If no insolvency filing has been made yet, creditors who wish to oppose the distressed M&A deal will usually argue that the transaction is fraudulent under the Civil Code. It is harder to build a fraud case under the Civil Code than under the Business Insolvency Act. Creditor will in principle need to prove that seller and buyer have colluded to intentionally harm third parties. If the underlying asset being transferred to buyer is shares issued by debtor, creditor may even have no direct recourse against debtor, as seller will likely be a shareholder and not debtor itself.
Even in such adverse conditions, creditors can find ways of disrupting the M&A deal or at least building a case for the longer term. If the claim is already being pursued in court, creditors may seek to pierce debtor’s corporate veil to reach seller’s (or its shareholders’ or officers’) assets. Alternatively, they may file a court application against the transaction (“protesto contra a alienação de bens”); this will not block the transaction but will notify buyer that the asset will be under threat in the future.
If debtor has filed for RJ, asset sales will need to be either contemplated in the restructuring plan to be voted by creditors or otherwise approved by the insolvency court on a case-by-case basis. In both cases, creditors who oppose the distressed M&A transaction have little leeway to act.
Should the transaction be contemplated in the restructuring plan, dissenting creditors can vote against it at the assembly and, if it is approved, seek to prevent or reverse its confirmation by the court. To that end, they should repeatedly state their position in clear and motivated fashion: once debtor has submitted the plan in court, they should file a written objection thereto; at the creditors’ general assembly, they should submit their dissenting vote in writing containing a detailed reasoning against the plan. These measures are important to mitigate the risk that the insolvency court later disregards the dissenting vote on the grounds that it is abusive (i.e., that its ultimate purpose is to undermine debtor’s chance of surviving the RJ).

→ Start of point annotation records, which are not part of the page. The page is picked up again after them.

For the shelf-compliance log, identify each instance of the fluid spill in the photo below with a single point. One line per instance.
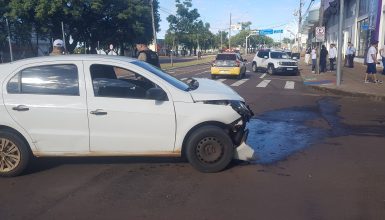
(277, 134)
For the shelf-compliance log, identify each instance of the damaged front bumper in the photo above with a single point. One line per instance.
(239, 133)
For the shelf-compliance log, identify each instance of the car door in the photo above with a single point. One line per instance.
(121, 118)
(48, 101)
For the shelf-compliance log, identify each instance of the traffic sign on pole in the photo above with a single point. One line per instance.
(320, 34)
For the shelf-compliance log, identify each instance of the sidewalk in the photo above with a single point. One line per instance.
(352, 83)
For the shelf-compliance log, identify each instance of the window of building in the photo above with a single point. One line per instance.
(46, 80)
(363, 7)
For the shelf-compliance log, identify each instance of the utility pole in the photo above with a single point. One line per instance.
(339, 52)
(299, 25)
(320, 24)
(153, 25)
(230, 34)
(9, 39)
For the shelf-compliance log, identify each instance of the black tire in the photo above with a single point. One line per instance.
(270, 69)
(13, 164)
(209, 149)
(254, 67)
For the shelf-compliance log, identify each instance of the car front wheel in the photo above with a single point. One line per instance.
(270, 70)
(14, 154)
(209, 149)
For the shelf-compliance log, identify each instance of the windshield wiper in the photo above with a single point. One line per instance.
(192, 84)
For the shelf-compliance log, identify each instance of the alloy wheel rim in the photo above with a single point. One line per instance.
(209, 150)
(9, 155)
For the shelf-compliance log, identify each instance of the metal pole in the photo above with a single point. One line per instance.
(299, 26)
(64, 40)
(339, 53)
(9, 39)
(230, 34)
(246, 46)
(320, 24)
(153, 25)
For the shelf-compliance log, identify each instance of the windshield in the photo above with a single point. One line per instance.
(165, 76)
(278, 55)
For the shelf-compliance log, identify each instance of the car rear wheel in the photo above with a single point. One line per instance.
(209, 149)
(14, 154)
(270, 69)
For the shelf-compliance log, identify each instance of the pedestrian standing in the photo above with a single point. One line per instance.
(307, 56)
(147, 55)
(58, 48)
(351, 53)
(313, 59)
(322, 60)
(371, 61)
(332, 56)
(382, 53)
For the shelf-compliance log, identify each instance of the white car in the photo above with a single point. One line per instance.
(94, 105)
(274, 62)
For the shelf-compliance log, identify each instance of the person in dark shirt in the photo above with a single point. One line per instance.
(147, 55)
(322, 60)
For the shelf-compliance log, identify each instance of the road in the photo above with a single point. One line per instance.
(319, 157)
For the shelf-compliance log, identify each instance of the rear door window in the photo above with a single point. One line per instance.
(59, 79)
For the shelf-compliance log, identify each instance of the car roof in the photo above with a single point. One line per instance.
(6, 67)
(71, 57)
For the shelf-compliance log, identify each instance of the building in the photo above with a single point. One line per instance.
(363, 21)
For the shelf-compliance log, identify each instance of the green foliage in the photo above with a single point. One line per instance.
(117, 22)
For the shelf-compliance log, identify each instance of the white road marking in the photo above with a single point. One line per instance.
(240, 82)
(264, 83)
(289, 85)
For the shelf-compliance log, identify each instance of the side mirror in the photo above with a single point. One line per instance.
(156, 94)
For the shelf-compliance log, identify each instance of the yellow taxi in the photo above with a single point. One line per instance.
(228, 64)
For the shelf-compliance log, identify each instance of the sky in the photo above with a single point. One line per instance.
(263, 14)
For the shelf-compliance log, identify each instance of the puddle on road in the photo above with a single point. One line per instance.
(277, 134)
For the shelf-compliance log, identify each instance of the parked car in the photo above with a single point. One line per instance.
(274, 62)
(228, 64)
(84, 105)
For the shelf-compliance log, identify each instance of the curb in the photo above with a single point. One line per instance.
(373, 97)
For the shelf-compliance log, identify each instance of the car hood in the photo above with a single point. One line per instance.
(212, 90)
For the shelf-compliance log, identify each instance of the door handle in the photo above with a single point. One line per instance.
(21, 108)
(98, 112)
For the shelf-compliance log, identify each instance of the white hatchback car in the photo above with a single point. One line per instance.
(84, 105)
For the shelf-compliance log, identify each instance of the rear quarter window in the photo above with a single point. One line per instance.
(226, 57)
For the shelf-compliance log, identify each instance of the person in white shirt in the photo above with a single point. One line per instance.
(313, 59)
(351, 53)
(371, 61)
(382, 53)
(332, 56)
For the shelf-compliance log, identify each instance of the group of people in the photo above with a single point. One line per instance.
(330, 55)
(350, 53)
(144, 53)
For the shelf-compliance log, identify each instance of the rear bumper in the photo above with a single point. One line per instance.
(287, 69)
(225, 70)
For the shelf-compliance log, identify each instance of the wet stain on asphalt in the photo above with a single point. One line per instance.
(277, 134)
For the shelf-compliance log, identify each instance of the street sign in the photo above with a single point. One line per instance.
(266, 31)
(278, 31)
(320, 34)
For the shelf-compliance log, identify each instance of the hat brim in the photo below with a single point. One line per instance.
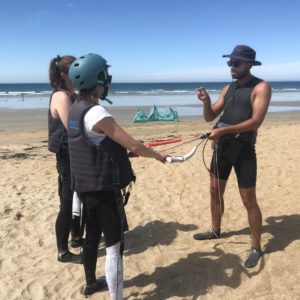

In the case of a transaction submitted for court approval outside the RJ plan, creditors should seek to intervene before the court enters its decision. Once the court has allowed the transaction, creditors have limited ability to challenge it: in order to do so, they must amass claims representing at least 15% of debtor’s total indebtedness; they must post a security in an amount equal to the value of the sale and ask for a creditors’ assembly to vote the proposed transaction, as opposed to having the court undo it.
Creditors will be wise not to overlook key strategic decisions and hurdles in debtor’s distressed M&A deal, and to pay attention to details to better protect their interests in such a challenging context.